We're going to take a quick break from my scintillating tale because I realized that many of my readers are of the family and, um, kinda old variety. Sorry y'all. So they may not know the glory of Izzard. Basically Eddie is is a british comedic icon. He's huge. He's a transvestite. It's hard to explain. I have friends (Abby and Leslie, don't deny it) who can have entire conversations in Izzardisms. Let me find an appropriate video clip, hang on....
ok, flash back to real time where I just spent a half hour laughing my head off at Eddie Izzard clips. Woops. So I just picked a little one that I really like. Plus it's a little more PG-13 than his other stuff:
So yeah, it was huge that he was playing in New York at all, let alone at a tiny little Greenwich theatre, for such a tiny price. Later we came to find out that this idea was kind of a lark between Izzard and another comedian, Mike Birbiglia, who has a show at that theatre every week. Izzard came to see the show and do a chat with Birbiglia afterwards, and they wondered what would happen if he were to do a show at 10 at night on a wednesday and advertise it solely via Twitter (which must have been how Jenny found it). The answer is massive, massive crowds. But we already had our tickets reserved, heh heh heh!
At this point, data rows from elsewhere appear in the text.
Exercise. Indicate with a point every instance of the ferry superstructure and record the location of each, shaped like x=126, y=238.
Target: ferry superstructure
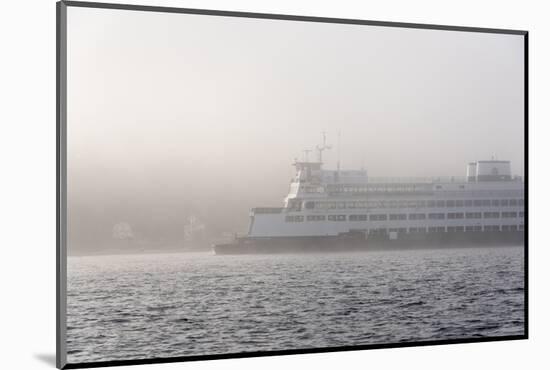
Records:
x=332, y=210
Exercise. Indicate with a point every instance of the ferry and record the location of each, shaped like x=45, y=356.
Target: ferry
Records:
x=346, y=210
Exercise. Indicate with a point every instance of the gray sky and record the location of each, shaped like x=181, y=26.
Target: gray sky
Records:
x=212, y=110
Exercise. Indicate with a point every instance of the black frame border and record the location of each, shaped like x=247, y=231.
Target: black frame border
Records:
x=61, y=181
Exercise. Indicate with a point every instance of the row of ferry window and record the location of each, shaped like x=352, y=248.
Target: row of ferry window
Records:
x=403, y=216
x=440, y=229
x=418, y=204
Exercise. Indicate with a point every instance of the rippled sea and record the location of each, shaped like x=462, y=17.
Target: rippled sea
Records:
x=165, y=305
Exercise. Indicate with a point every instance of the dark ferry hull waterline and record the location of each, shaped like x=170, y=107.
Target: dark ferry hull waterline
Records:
x=355, y=242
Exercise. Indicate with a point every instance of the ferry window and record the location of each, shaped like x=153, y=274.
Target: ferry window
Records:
x=455, y=215
x=378, y=217
x=398, y=216
x=294, y=218
x=473, y=214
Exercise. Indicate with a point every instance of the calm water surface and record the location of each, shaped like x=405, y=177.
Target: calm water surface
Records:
x=166, y=305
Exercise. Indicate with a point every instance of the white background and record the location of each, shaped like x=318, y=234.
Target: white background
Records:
x=27, y=203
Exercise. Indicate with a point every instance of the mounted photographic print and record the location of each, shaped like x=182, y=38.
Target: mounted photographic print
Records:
x=239, y=184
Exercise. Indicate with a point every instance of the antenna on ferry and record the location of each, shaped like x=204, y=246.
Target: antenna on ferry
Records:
x=338, y=154
x=321, y=148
And who would be hanging out in the crowd just like any other normal type person? Kevin Spacey, boo ya! It was quite funny, Sam and I are standing there and he whispers to me "man, that guy up there is a real kevin spacey doppelganger." to which I reply "it can't be kevin spacey, he has too much hair!" And of course, it really was Kevin Spacey. Doh. He eventually worked his way up right by us at the main doors, and stood right in front of me. I touched his jacket.... on accident. I smelled his cologne (very old spicey. in fact, it probably was just old spice). Then he uses the awesome power of celebrity to get in to the ticket desk ahead of us, which prompted the british guy behind me to say "hey, where does that wanker think he's going?!" to which I replied "Um, it's Kevin Spacey." to which HE replied "Oh bloody hell! woops." And everyone laughed and we all became fast friends.
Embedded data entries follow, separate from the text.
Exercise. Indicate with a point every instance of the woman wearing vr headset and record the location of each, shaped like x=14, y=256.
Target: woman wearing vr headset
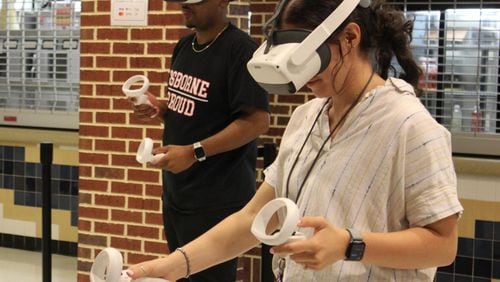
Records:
x=369, y=168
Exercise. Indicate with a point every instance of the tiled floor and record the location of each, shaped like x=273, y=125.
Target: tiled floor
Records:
x=26, y=266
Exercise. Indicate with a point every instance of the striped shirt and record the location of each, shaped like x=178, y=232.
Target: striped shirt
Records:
x=388, y=168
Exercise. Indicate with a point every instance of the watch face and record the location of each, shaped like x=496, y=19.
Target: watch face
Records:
x=356, y=251
x=199, y=153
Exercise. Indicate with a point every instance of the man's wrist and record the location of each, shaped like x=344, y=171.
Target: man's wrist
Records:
x=199, y=152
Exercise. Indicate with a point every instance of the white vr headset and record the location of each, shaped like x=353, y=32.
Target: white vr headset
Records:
x=288, y=59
And so the show begins. Oh. my. lord. I have never seen anything so monstrously entertaining, so gloriously hilarious, so... so... so... FREAKIN' AWESOME in my entire life. The best moment of the show was Izzard was riffing on people Twittering and getting up to go to the bathroom during his shows, when Kevin Spacey just jumps up from his seat, and walks onstage past Izzard backstage. The crowd goes wild, of course. Then he comes back onstage with his I-phone and stands there and twitters "On stage with Eddie the caveman Izzard" and then goes to sit back down again. I could go on and on and on about every funny moment, but I won't because eventually you'll be able to buy it on DVD or see it in a great big arena with everyone else, and I want you all to be surprised. And I'm greedy.
So the show ends, and to kind of pump up his show Mike Birbiglia comes onstage to do a little bit of an interview with Izzard. So he's asking a question and says "... so yeah, the show's great, and all of a sudden that guy from K-Pax is running onstage (big laugh) naw, it's ok man, everybody makes bad movies (crowd goes "ooooooooooh")." Izzard: "Any response, Kevin?" (big laugh). Spacey, from the crowd "Screw You, man!" (HUGE laugh).
And so a glorious evening came to an end. As we were filing out, all the celebrity types went to hang out onstage, including Jane Kracinski of 30 Rock who had apparently been in the audience as well. And Eddie Izzard pours them all some wine into little dixie cups. And I said to myself, someday, Amy. Someday.
Ok, I'm now going to be late to my already half day of work, I hope you can all appreciate this. The sacrifices I make!